8.   The Company's shareholders as legal entity ("Legal Entity Shareholders") can be represented in the AGM or EGM by one or several persons who have the authority to represent and act for and on behalf of the Legal Entity Shareholders in accordance with the Articles of Association of the such Legal Entity Shareholders.

Requested that:

(a)  a photocopy of the Articles of Association of Legal Entity Shareholders applicable at the time the AGM/EGM are held; and

(b)  a copy of the Minutes of the General Meeting of Shareholders or other documents relating to the appointment of members of the Board of Directors or management of the Legal Entity Shareholders having their offices at the time of the AGM/EGM are held, along with evidence of notification and registration of their appointment to the competent authority,

-sent to the Shares Registrar Office at the address listed in item 5. (b). (i) above, not later than 3 (three) working days prior to the AGM/EGM being held, namely 16 June 2021.

9.   To facilitate the arrangement and orderliness of the AGM/EGM, the shareholders of the Company are kindly requested to be at the venue of the AGM/EGM at the latest 15 (fifteen) minutes before the AGM commenced.

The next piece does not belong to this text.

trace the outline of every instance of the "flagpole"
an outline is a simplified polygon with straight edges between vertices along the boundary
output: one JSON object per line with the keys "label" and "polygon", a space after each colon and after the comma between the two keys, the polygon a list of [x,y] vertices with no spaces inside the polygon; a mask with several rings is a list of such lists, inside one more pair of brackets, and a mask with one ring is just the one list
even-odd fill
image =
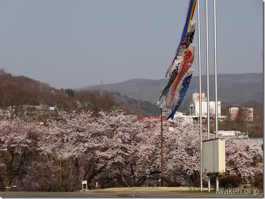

10. Shareholders who confer power of attorney through the e-Proxy facility can submit questions relevant to the agenda of the meeting to the Shares Registrar via email:  corp@bimaregistra.co.id or in writing by letter and sent to the Shares Registrar Office no later than 3 (three) working days before the AGM/EGM was held, namely 16 June 2021. Questions that are not relevant to the agenda of the meeting will not be discussed at the meeting.

 

If the conditions of the spread of Covid-19 require the Company to make changes and/or additions to information related to the procedures for the conduct of the AGM/EGM, the Company will announce it.